Une foule enthousiaste s’était massée pour suivre le défilé sportif tandis que les organisateurs vendaient aux enchères des dossards portant des numéros significatifs au regard de la politique thaïlandaise, comme le 2475, correspondant à l'année de la révolution ayant mis fin à la monarchie absolue en 1932 selon le calendrier bouddhiste.
Sous des acclamations nourries, un dossard portant le numéro 0044, en référence à l'article 44 -qui, sous l'ancienne junte, conférait à Prayuth un pouvoir exécutif absolu-, a été déchiré sur scène.
L'événement s'est déroulé conformément aux droits des personnes et aucune loi n'a été enfreinte, a déclaré une porte-parole du gouvernement à Reuters.
Cette course fait suite à une flash-mob organisée le mois dernier par Thanathorn Juangroongruangkit, dirigeant du parti progressiste Anakot Mai (Future Forward en anglais), l'adversaire le plus éloquent du nouveau gouvernement civil thaïlandais.

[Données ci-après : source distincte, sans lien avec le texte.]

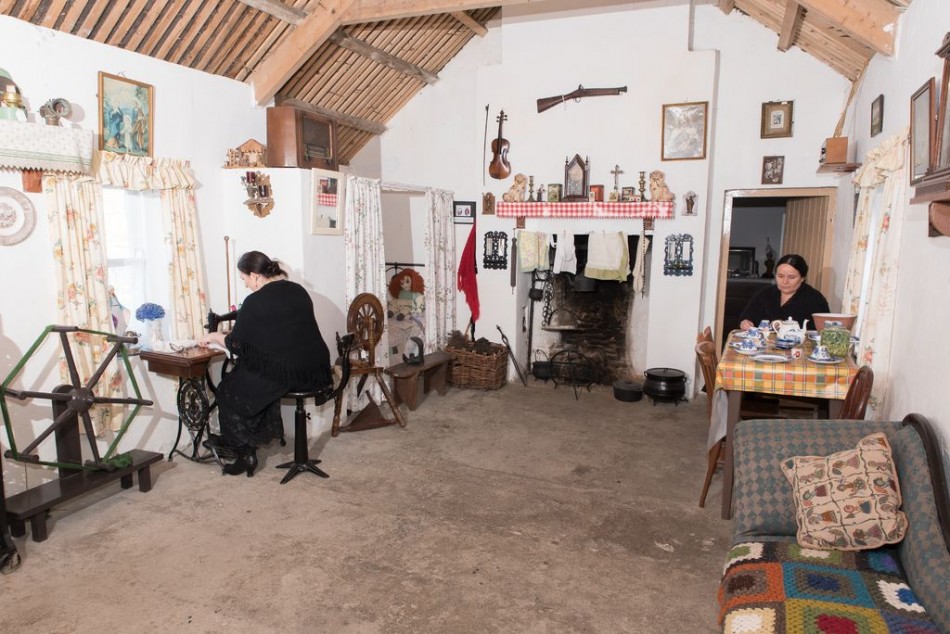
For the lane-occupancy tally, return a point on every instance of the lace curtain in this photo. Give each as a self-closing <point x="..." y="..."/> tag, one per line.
<point x="440" y="267"/>
<point x="74" y="203"/>
<point x="879" y="235"/>
<point x="176" y="183"/>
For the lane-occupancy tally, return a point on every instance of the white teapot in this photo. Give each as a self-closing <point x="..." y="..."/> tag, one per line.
<point x="789" y="329"/>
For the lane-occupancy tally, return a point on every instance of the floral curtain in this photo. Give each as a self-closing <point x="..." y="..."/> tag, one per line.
<point x="176" y="183"/>
<point x="440" y="264"/>
<point x="365" y="261"/>
<point x="82" y="295"/>
<point x="879" y="235"/>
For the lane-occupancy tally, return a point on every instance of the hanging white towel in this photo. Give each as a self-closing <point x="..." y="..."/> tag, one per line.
<point x="639" y="272"/>
<point x="607" y="256"/>
<point x="565" y="260"/>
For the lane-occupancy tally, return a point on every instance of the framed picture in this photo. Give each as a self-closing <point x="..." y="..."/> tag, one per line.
<point x="125" y="116"/>
<point x="463" y="212"/>
<point x="327" y="202"/>
<point x="684" y="131"/>
<point x="877" y="115"/>
<point x="776" y="119"/>
<point x="773" y="167"/>
<point x="922" y="109"/>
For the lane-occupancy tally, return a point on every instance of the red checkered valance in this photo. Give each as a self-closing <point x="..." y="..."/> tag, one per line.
<point x="586" y="210"/>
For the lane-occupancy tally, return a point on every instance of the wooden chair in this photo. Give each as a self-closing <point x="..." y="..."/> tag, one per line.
<point x="856" y="401"/>
<point x="365" y="320"/>
<point x="708" y="360"/>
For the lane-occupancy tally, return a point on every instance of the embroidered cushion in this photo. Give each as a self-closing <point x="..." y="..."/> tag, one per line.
<point x="849" y="500"/>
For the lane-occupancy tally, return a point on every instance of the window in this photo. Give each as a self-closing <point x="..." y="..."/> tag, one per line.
<point x="137" y="253"/>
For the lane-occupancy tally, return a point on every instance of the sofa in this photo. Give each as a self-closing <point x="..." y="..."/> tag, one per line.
<point x="772" y="584"/>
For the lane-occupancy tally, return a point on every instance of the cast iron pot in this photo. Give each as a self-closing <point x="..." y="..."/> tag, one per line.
<point x="664" y="384"/>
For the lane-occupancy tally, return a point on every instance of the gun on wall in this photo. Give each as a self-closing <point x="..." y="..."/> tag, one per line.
<point x="581" y="92"/>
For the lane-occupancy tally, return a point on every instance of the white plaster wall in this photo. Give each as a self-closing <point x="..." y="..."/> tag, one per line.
<point x="919" y="363"/>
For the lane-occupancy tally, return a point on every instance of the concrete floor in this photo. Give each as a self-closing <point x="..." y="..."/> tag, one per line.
<point x="515" y="510"/>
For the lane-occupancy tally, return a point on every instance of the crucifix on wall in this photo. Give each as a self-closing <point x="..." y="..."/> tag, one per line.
<point x="616" y="171"/>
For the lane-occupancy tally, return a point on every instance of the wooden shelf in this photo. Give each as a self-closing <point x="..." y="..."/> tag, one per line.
<point x="830" y="168"/>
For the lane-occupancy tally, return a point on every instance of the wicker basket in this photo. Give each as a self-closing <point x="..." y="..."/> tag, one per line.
<point x="482" y="371"/>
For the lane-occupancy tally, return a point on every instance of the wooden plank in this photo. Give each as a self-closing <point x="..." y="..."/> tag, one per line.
<point x="382" y="57"/>
<point x="279" y="10"/>
<point x="791" y="25"/>
<point x="475" y="27"/>
<point x="872" y="22"/>
<point x="291" y="53"/>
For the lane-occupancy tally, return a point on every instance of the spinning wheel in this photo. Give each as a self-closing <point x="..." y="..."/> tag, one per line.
<point x="72" y="401"/>
<point x="365" y="320"/>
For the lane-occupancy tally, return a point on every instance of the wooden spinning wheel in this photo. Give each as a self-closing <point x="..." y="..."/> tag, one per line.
<point x="365" y="320"/>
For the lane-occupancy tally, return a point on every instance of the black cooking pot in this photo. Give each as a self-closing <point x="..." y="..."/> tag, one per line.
<point x="664" y="384"/>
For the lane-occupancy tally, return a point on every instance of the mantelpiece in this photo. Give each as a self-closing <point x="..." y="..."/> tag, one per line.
<point x="603" y="210"/>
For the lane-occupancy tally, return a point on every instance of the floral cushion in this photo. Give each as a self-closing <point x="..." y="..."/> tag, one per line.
<point x="849" y="500"/>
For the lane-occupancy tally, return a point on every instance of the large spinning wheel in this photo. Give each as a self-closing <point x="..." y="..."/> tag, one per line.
<point x="365" y="319"/>
<point x="72" y="401"/>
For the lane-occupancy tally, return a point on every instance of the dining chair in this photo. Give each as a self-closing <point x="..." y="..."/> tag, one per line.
<point x="859" y="392"/>
<point x="708" y="360"/>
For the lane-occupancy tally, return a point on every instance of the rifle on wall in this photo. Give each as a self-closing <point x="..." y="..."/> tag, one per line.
<point x="549" y="102"/>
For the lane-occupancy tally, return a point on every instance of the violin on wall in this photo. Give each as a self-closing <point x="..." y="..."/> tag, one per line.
<point x="499" y="167"/>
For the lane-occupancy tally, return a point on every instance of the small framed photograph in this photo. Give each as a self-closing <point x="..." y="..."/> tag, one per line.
<point x="773" y="167"/>
<point x="922" y="107"/>
<point x="877" y="115"/>
<point x="125" y="116"/>
<point x="684" y="131"/>
<point x="463" y="212"/>
<point x="776" y="119"/>
<point x="327" y="202"/>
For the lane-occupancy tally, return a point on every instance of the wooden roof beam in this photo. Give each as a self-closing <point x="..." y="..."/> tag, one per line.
<point x="296" y="48"/>
<point x="354" y="122"/>
<point x="791" y="25"/>
<point x="473" y="25"/>
<point x="872" y="22"/>
<point x="369" y="51"/>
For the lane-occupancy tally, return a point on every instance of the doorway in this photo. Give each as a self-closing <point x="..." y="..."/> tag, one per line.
<point x="793" y="220"/>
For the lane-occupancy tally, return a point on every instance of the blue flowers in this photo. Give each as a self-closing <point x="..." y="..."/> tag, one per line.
<point x="149" y="311"/>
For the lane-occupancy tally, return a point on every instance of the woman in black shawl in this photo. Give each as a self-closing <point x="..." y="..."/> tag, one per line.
<point x="276" y="347"/>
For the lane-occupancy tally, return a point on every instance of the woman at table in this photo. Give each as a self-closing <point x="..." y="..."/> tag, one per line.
<point x="790" y="296"/>
<point x="277" y="347"/>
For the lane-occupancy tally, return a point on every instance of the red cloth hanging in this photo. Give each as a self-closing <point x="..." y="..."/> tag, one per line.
<point x="467" y="280"/>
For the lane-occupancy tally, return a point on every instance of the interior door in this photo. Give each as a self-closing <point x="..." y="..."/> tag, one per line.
<point x="809" y="229"/>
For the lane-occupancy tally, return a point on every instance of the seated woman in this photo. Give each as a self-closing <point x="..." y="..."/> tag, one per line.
<point x="791" y="296"/>
<point x="277" y="348"/>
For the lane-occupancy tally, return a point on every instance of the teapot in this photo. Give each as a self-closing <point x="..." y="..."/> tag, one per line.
<point x="789" y="329"/>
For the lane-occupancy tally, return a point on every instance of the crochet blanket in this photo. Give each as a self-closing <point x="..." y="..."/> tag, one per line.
<point x="778" y="587"/>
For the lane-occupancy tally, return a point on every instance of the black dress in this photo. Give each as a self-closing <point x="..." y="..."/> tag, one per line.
<point x="766" y="304"/>
<point x="277" y="347"/>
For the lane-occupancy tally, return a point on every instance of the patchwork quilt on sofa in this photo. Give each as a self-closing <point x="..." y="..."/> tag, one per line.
<point x="777" y="587"/>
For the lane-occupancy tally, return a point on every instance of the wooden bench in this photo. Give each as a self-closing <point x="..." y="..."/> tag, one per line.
<point x="434" y="370"/>
<point x="33" y="504"/>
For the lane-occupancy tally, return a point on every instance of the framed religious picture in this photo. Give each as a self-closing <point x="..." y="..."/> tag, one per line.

Thanathorn a été accusé vendredi d'avoir enfreint une loi sur les rassemblements publics lors de la manifestation de décembre, et Anakot Mai risque par ailleurs d'être dissous le 21 janvier par la Cour constitutionnelle.
Courir ou marcher ?
L'événement de dimanche s’intitulait en thaï "Wing Lai Loong", qui se traduit par "Courir pour éjecter l’Oncle", en référence au surnom de Prayuth "Oncle Tu".
Cela a amené les pro-gouvernementaux à organiser "la Marche pour acclamer l’Oncle", dans un autre parc à une dizaine de kilomètres, un événement concurrent destiné à exprimer leur soutien à Prayuth et auquel des milliers de personnes ont également participé.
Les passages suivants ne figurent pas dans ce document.